La plupart des interpellations se font sur la base de l’article 23.34 du Code administratif biélorusse, qui sanctionne la “violation de la réglementation des actions de masse”. Le journaliste de Belsat Dmitry Kazakevich arrêté à Vitebsk le soir du 9 août a été placé en détention préventive pendant 10 jours sur ce prétexte. Certains journalistes, comme le rédacteur en chef de l’un des plus vieux hebdomadaires indépendants biélorusses Nasha Niva Yegor Martinovich, arrêtés avant d’avoir pu signaler leur détention, disparaissent pendant plusieurs jours et ne sont pas en mesure de contacter leurs proches avant d’être relâchés. 


Une violence démesurée qui a visé journalistes locaux et étrangers


La répression a été parfois brutale : au total, 29 faits de violence policière ont été recensés contre des journalistes depuis le jour de l’élection. Au moins sept journalistes ont été gravement blessés par la police, dont la journaliste de Nasha Niva, Natalia Lubnevskaya, touchée à la jambe par une balle en caoutchouc, et le photographe d’Associated Press, Mstyslav Chernov, également hospitalisé après avoir été roué de coups par la police. L’envoyé spécial du site d’information russophone basé à Riga Meduza, Maxime Solopov, a été sévèrement frappé par des policiers alors qu’il couvrait les manifestations à Minsk dimanche soir, avant d’être arrêté, tout comme Anton Starkov et Dmitri Lasenko, correspondants pour le média moscovite Daily Storm, frappés à coup de matraque lors de leur interpellation. 


Si la répression a effectivement touché les derniers médias biélorusses indépendants, elle n’a pas épargné les journalistes étrangers, principalement russes, polonais et ukrainiens. Plusieurs d’entre eux ont d’ailleurs été expulsés du Bélarus, officiellement pour absence d'accréditation, qui ont été délivrées au compte goutte par le ministère des Affaires Étrangères.

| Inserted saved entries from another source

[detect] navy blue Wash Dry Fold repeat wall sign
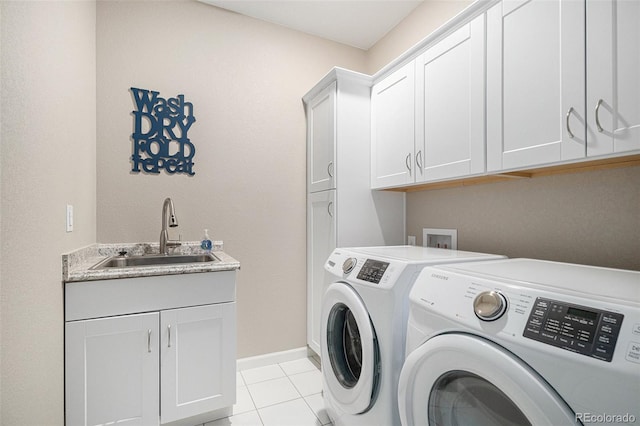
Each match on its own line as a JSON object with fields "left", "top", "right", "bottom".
{"left": 131, "top": 87, "right": 196, "bottom": 176}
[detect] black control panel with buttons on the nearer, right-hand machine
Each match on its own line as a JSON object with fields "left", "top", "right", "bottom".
{"left": 523, "top": 297, "right": 624, "bottom": 362}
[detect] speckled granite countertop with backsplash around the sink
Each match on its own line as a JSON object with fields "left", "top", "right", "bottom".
{"left": 62, "top": 241, "right": 240, "bottom": 282}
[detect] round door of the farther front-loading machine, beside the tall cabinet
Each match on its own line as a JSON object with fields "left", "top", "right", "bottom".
{"left": 321, "top": 282, "right": 380, "bottom": 414}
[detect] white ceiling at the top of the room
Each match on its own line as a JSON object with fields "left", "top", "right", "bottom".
{"left": 200, "top": 0, "right": 423, "bottom": 50}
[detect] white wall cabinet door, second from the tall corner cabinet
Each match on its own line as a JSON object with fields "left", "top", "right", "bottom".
{"left": 416, "top": 15, "right": 485, "bottom": 181}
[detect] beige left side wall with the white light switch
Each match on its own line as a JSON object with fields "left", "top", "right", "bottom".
{"left": 0, "top": 1, "right": 96, "bottom": 425}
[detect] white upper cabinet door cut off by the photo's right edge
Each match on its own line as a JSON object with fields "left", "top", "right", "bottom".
{"left": 587, "top": 0, "right": 640, "bottom": 155}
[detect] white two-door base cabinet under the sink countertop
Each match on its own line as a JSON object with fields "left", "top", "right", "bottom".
{"left": 65, "top": 271, "right": 236, "bottom": 426}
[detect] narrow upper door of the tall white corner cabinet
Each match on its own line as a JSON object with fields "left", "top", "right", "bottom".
{"left": 307, "top": 82, "right": 336, "bottom": 192}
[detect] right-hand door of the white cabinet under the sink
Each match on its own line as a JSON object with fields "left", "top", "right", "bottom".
{"left": 160, "top": 302, "right": 236, "bottom": 424}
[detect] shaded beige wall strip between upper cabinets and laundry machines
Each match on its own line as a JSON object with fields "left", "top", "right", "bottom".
{"left": 407, "top": 167, "right": 640, "bottom": 270}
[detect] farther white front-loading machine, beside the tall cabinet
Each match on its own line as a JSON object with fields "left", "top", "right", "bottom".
{"left": 320, "top": 246, "right": 504, "bottom": 426}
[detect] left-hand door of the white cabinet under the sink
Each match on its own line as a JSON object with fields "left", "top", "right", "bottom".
{"left": 65, "top": 312, "right": 160, "bottom": 426}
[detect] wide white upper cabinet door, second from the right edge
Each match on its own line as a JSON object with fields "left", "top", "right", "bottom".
{"left": 487, "top": 0, "right": 586, "bottom": 171}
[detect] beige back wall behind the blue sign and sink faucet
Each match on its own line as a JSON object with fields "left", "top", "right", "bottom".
{"left": 97, "top": 1, "right": 365, "bottom": 357}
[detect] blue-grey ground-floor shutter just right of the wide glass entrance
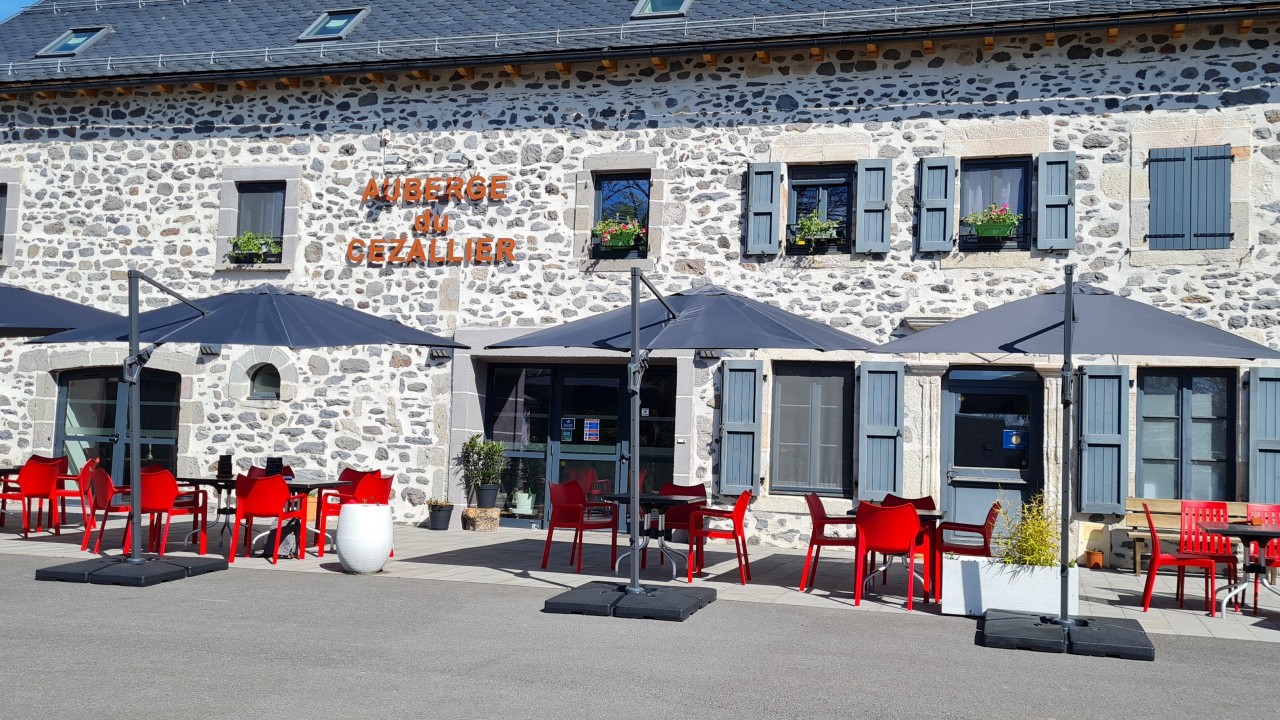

La détention d’une accréditation ne garantit pas forcément une protection aux professionnels des médias : trois journalistes de la BBC, qui avaient tous une accréditation valide, ont été violemment interpellés le 11 août à Minsk par des policiers en civil. Ceux-ci ont endommagé leurs caméras, ont frappé l’un des journalistes, et ont arraché l’accréditation d’un des membres de l’équipe.


En solidarité avec les manifestants et pour dénoncer les violences policières, au moins cinq animateurs de chaînes TV gouvernementales, dont Vladimir Bourko, présentateur de la chaîne Belarus-1, ont présenté leur démission ces dernières 48 heures. Selon la Haute-Commissaire des Nations Unies aux droits de l'homme, environ 6 000 arrestations ont été recensées depuis le jour du scrutin, le 9 août. La répression policière a également fait deux morts et plusieurs centaines de blessés. 


Internet est par ailleurs totalement ou partiellement inaccessible depuis le 9 août dans le pays, et la majorité des sites d’information sont toujours bloqués. 


Dirigé depuis 1994 par Alexandre Loukachenko, qui organise sa réélection tous les cinq ans dès le premier tour, le Bélarus occupe la 153e place sur 180 au Classement mondial de la liberté de la presse 2020 de RSF.